Pew’s Third Black Colleges program, for example, is a trust-initiated program — in collaboration with the Southern Education Foundation — to increase student retention and completion rates at selected HBCUs.

At the Kellogg Foundation several years ago, the board approved new strategies that place greater emphasis on linking higher education and community needs, said Betty J. Overton, director of higher education programming.

Kellogg Foundation funding in higher education currently focuses on three areas: institutional transformation and change; linking intellectual resources of colleges and universities to community needs; and adult continuing education.”

“We are seeking to strengthen higher education in this country and to mobilize their resources to serve the needs of people,” said Overton.

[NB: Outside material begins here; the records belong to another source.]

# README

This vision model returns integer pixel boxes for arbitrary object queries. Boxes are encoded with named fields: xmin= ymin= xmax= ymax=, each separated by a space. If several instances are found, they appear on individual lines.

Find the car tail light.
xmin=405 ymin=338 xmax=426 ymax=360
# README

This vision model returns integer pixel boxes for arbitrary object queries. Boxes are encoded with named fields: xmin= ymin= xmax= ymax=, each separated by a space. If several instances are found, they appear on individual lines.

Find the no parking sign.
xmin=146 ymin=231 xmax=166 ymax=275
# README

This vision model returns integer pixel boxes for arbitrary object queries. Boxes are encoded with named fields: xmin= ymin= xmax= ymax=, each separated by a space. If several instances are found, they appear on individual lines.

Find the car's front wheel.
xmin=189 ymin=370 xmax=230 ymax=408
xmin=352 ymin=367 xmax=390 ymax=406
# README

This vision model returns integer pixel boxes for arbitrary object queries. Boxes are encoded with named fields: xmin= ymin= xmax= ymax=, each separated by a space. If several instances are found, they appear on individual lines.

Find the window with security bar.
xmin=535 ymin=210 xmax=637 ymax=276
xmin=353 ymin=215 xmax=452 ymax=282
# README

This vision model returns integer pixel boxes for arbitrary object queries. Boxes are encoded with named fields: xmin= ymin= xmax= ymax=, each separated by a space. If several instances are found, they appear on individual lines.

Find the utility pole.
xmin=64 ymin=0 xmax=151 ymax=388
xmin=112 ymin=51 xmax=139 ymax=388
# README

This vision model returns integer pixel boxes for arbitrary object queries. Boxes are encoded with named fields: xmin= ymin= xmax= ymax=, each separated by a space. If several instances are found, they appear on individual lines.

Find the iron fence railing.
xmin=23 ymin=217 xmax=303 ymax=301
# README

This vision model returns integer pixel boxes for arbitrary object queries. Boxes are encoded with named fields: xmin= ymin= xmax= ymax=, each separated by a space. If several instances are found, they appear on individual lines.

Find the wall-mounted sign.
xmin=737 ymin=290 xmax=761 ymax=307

Connecting Knowledge and Needs

“This is a watershed period for higher education,” observes Overton. “The business, health, and government communities have had to examine themselves and change, in order to be more responsive to their clients. Higher education is being asked to do the same thing.”

This more integrated approach of connecting knowledge and societal needs “has not diminished our funding for minority groups,” Overton said, “indeed, it has enhanced it.”

For example, the recognized excellence in teaching and research at 10 HBCUs, Overton said, earned them Kellogg Foundation support for strengthening their academic programs. The foundation’s Centers of Excellence Project awarded $30 million over three years for the schools to develop programs in a range of areas, including science and engineering, music, theater, business leadership and international studies.

“Regardless of their historic missions, we wanted to help them build excellence in specific programs,” Overton said.

Just as foundations are realigning their priorities to better meet society’s needs, so must colleges and universities, foundation program officers said.

Colleges and universities are rich in clout, expertise, research capabilities and other “institutional capital” that they can be applied to societal problems.

“They have to think more about how they are connected to other institutions and to society, and they have to think more about what leadership roles they expect to play,” said Renz.

Wert agreed: “Most of the projects we fund involve networks of institutions working on a common problem,” she said.

In looking to foundations for support, colleges and universities should “recognize that foundations not only help institutions that they find worthy, they help those who help the higher education enterprise,” said Edgar F. Beckham, program officer for the Ford Foundation’s Education and Culture program.

“The focus today is on making systemic change,” he continued. “To the extent that institutions can say that their programs don’t just help their institutions, but they provide a model for others, they are more likely to attract attention [from potential funders].”